# Spider Attack!!!!



## Death Master (Jul 1, 2007)

This is one of the new Animatronic props I made for Halloween 2008, It was a big hit. Sorry about the sound EFX, but Im a night owl, and I keep it down so I dont wake the wife and kids. The responce is a little slow because Im operating it by remote, this prop was made to be fully automatic, in auto mode its really fast acting.


----------



## Terrormaster (Sep 27, 2007)

NOICE - I really can't decide this year -- ZOMBIES or SPIDERS. This thing is really twisting my arm. 
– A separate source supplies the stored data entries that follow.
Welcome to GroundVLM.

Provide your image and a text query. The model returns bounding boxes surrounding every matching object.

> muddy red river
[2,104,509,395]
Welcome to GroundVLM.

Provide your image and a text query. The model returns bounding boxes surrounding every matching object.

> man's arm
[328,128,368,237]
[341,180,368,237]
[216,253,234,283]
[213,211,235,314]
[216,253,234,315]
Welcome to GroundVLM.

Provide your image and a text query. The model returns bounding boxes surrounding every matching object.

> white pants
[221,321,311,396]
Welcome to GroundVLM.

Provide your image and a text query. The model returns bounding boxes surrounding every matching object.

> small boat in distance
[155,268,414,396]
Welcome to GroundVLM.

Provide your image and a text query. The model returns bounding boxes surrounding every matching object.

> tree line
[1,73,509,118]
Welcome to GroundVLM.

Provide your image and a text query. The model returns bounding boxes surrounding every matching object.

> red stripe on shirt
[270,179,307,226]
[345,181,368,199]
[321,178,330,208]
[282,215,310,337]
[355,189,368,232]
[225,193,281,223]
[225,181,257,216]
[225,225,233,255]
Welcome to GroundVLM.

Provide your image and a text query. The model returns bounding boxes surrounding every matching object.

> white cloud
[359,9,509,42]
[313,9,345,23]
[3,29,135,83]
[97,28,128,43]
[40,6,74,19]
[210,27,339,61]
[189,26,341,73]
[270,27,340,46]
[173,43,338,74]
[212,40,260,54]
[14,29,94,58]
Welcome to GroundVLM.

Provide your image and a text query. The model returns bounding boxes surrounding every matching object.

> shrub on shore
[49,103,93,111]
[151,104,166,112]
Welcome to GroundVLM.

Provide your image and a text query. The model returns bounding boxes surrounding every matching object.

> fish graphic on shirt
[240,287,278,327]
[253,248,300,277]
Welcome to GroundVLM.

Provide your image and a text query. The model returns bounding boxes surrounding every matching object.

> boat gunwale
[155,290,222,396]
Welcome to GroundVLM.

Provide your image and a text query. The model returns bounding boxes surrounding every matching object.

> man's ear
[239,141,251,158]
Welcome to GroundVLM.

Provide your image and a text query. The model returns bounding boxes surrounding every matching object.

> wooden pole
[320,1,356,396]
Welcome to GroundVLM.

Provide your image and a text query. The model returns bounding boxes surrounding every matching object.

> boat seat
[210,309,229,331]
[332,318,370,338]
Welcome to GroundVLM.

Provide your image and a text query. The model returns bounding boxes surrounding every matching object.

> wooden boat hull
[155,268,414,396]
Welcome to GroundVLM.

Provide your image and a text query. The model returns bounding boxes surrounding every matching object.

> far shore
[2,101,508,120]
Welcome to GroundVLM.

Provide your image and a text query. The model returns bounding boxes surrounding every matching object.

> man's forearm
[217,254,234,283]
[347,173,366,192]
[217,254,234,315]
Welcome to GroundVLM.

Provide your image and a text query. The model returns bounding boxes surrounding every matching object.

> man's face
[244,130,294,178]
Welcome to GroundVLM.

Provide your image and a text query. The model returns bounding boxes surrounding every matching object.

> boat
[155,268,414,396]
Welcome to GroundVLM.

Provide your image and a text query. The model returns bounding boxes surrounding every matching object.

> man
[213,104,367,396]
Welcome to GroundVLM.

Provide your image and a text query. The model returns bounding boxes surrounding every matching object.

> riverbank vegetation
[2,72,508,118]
Nice job DM, thats sure to get a few pants wetters.


----------



## Sickie Ickie (Jun 20, 2006)

I love your choice of container for the "spit". LOL


----------



## Scary Godmother (Oct 13, 2007)

Very nice, I'd love to see some night video with TOT's reactions to that!


----------



## Ghostess (Aug 21, 2005)

Wow! Love it!


----------



## RoxyBlue (Oct 6, 2008)

I can hear the screams already


----------



## beelce (Jul 21, 2007)

Great work DM ....Love your voice over!!


----------



## schnibblehausen (Feb 4, 2008)

Outstanding!


----------



## dynoflyer (Oct 8, 2006)

That is way cool!


----------



## skeletonowl (Aug 8, 2006)

Awesome prop! The body moving is a really nice touch!


----------



## Ms. Wicked (Nov 14, 2006)

This is soooo cool! I love spiders - I wish Mr. W had time to make stuff like this!


----------